We are all fans. Every one of us has something or someone-a sports team, a rock band, a movie star-we care about more deeply than we probably should. And we all engage in some fan behavior, whether it's as simple as keeping up with that rock band's career through the media, or as involved as following our favorite team to away games, dressing in team gear and hitching our own well being to the team's fortunes on the field. But why? What does being a fan mean to us? What does it do for us? This Pats Year answers those questions by taking a look at fans in action. The author, a native New Englander and lifelong football fan, spent game days with fans of the New England Patriots during the team's 2002 post-championship season. He recalls four months of Sundays in self-contained narratives that come together to create a vivid picture of not just the Patriots faithful but of fans everywhere. The game-day essays present Patriots fans at their best and their worst, showing them as quixotic and mercurial, proud and steadfast, nervous and glum, jovial and celebratory. And the epilogue to this passionate book is the author's exploration of how the Patriots' 2003 season-one that made them Super Bowl contenders-caught its fans by surprise, putting them through a series of wildly varying emotions that seemed to bring them full circle from 2001. This Pats Year offers a fun and engaging look at what it is to be a fan-and does so in a manner that does not require a fan's involvement with the Patriots, football, or sports in general.
Sean Glennon lives in Florence, Massachusetts, a beautiful village within the City of Northampton, the only shortcoming of which is that it is entirely too far from Foxborough.
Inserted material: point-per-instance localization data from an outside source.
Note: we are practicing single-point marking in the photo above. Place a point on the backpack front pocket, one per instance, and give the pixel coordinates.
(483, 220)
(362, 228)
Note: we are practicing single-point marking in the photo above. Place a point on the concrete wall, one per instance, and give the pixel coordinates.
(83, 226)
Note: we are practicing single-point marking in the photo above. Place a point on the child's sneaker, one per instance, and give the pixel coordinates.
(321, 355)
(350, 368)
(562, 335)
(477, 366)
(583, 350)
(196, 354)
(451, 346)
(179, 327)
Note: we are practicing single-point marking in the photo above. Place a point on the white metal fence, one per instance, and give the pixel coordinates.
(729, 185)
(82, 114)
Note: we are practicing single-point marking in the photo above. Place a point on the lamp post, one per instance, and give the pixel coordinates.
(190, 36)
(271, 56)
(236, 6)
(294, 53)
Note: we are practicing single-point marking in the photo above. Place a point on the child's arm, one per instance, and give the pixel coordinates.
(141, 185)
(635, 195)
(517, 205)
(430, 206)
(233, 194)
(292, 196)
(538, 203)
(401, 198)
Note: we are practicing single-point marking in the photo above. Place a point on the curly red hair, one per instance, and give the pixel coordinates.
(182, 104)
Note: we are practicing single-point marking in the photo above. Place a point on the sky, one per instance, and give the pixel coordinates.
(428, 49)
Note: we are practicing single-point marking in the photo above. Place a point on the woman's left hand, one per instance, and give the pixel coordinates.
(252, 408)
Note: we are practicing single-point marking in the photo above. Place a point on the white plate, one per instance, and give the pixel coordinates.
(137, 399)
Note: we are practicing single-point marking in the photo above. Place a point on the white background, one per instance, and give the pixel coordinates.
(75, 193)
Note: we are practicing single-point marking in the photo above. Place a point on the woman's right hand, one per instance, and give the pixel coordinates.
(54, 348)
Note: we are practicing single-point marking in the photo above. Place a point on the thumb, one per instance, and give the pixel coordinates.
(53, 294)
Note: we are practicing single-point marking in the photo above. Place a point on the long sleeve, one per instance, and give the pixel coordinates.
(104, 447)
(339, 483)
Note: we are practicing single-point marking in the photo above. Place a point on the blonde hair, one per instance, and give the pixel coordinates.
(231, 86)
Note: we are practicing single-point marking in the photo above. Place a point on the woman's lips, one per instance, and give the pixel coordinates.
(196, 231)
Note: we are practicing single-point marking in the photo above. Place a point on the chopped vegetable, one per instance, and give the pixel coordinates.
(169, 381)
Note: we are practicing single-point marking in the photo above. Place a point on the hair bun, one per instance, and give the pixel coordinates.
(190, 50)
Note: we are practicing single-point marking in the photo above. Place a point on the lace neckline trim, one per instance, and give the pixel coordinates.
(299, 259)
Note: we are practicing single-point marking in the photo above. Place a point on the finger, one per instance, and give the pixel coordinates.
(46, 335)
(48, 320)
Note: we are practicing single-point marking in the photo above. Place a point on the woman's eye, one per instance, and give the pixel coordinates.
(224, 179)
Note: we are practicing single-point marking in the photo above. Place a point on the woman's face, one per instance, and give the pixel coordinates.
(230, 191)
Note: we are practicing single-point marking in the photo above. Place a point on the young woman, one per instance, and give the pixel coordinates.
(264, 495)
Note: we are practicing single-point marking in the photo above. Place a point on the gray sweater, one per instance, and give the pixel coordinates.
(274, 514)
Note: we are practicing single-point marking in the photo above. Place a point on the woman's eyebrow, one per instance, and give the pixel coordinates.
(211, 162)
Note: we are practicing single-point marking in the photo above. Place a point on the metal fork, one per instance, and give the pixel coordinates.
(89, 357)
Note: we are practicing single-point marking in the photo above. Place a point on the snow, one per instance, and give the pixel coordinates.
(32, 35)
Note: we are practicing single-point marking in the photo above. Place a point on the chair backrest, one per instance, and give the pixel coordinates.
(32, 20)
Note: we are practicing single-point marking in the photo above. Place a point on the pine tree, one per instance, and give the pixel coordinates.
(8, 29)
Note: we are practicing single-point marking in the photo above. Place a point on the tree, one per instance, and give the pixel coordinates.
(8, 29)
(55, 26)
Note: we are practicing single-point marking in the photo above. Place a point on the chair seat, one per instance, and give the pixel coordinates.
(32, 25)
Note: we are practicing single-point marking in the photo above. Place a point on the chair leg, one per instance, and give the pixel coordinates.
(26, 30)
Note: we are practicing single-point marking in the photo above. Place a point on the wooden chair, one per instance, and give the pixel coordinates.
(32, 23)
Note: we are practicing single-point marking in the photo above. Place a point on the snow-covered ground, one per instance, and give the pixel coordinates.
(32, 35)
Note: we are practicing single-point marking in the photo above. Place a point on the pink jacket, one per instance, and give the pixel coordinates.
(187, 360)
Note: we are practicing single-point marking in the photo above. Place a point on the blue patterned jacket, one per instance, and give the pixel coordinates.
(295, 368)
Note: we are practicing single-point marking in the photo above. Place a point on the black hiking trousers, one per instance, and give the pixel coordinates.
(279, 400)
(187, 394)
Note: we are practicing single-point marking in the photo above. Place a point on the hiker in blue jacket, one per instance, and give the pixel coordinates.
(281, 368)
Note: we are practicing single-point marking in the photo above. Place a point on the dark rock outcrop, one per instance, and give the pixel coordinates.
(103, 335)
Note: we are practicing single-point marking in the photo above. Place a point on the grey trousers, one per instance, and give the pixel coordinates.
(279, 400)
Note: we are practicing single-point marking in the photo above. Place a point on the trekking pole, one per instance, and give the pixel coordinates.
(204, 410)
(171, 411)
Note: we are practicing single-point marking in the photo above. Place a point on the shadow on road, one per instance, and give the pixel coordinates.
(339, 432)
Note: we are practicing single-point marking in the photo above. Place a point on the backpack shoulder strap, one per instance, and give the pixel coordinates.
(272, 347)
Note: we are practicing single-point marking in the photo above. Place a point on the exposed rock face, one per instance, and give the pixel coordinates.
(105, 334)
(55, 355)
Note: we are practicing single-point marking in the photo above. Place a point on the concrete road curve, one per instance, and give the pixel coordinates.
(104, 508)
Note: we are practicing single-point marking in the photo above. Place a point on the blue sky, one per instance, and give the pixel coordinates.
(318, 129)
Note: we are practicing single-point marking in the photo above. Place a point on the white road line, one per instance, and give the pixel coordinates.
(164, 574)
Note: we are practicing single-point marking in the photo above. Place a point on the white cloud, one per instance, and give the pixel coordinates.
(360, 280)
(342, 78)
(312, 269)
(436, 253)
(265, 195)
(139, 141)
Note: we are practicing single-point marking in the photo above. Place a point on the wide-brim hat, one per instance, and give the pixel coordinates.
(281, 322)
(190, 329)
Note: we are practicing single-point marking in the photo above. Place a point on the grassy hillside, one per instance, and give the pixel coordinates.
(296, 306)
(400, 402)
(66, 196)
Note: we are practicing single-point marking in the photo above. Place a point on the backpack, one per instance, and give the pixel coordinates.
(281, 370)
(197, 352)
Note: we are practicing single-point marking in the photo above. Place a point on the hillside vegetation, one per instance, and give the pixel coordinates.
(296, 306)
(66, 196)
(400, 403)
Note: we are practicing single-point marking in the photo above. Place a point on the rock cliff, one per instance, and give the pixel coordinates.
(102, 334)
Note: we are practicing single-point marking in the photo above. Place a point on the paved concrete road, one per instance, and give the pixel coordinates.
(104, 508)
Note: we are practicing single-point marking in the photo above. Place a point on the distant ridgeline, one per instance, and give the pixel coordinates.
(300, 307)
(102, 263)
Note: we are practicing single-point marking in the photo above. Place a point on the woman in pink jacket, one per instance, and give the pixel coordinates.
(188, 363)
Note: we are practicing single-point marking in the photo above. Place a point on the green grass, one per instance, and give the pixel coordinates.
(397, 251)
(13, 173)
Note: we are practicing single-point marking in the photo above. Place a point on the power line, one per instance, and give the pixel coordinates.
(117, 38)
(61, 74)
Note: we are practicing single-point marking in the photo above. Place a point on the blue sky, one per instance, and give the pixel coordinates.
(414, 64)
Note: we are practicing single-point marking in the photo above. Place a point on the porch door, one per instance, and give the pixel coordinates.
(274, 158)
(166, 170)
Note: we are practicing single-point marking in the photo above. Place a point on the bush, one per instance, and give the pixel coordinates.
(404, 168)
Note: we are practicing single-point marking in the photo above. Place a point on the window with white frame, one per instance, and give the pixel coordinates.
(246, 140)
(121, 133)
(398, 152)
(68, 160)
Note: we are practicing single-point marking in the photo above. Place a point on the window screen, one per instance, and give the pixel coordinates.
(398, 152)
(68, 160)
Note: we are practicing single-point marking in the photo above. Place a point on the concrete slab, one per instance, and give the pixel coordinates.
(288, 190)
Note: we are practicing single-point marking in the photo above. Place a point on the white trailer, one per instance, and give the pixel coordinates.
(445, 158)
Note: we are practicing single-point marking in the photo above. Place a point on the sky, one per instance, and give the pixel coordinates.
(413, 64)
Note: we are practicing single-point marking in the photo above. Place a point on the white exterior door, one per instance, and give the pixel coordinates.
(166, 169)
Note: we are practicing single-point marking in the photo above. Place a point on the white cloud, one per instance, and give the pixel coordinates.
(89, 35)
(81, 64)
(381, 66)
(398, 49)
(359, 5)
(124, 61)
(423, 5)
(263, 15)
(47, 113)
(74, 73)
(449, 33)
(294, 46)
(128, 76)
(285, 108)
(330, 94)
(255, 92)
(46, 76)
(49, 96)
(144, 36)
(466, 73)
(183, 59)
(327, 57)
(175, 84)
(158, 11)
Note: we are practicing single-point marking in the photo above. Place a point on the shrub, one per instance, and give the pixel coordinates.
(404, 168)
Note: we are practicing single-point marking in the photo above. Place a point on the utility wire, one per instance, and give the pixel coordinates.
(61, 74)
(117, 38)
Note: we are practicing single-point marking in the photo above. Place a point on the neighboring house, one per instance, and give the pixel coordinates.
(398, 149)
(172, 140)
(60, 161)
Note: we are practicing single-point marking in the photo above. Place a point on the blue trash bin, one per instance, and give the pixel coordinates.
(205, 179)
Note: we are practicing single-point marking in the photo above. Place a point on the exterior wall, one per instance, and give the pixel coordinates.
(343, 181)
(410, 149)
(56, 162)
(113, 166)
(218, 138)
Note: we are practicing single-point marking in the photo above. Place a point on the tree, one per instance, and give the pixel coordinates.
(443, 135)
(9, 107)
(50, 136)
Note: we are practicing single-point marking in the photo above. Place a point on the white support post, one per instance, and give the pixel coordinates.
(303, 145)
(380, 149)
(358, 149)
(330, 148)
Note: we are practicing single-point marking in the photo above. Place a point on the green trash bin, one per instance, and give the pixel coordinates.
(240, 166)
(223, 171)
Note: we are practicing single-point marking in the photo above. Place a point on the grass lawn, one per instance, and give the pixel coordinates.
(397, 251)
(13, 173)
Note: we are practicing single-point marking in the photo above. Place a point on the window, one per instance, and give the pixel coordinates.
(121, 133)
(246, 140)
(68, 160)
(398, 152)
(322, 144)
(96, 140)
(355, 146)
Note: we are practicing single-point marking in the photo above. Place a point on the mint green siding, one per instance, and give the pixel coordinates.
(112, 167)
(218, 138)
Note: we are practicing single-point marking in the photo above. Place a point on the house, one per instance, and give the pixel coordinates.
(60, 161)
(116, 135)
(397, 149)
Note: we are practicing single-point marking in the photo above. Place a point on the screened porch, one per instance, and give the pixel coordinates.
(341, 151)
In addition to his work as an author and football historian, Sean is a freelance journalist whose work focuses on music and sports and has appeared in such journals as The Boston Globe, the Boston Phoenix, and Salon. Sean has also written about books, sequential art, television and pop culture. Sean serves as creative director at Darby O'Brien Advertising, a firm located in South Hadley, Massachusetts.
Sean is a member of the Professional Football Researchers Association and the Gridiron Club of Greater Boston.
Sean grew up in Milford, Massachusetts, which is considerably closer to Foxborough than is Florence. He holds a BA in English from Worcester State College (which as of July 2010 is called Worcester State University, though Sean's not going along with that, partly because that's not what it was when he was there and mostly because it makes no sense).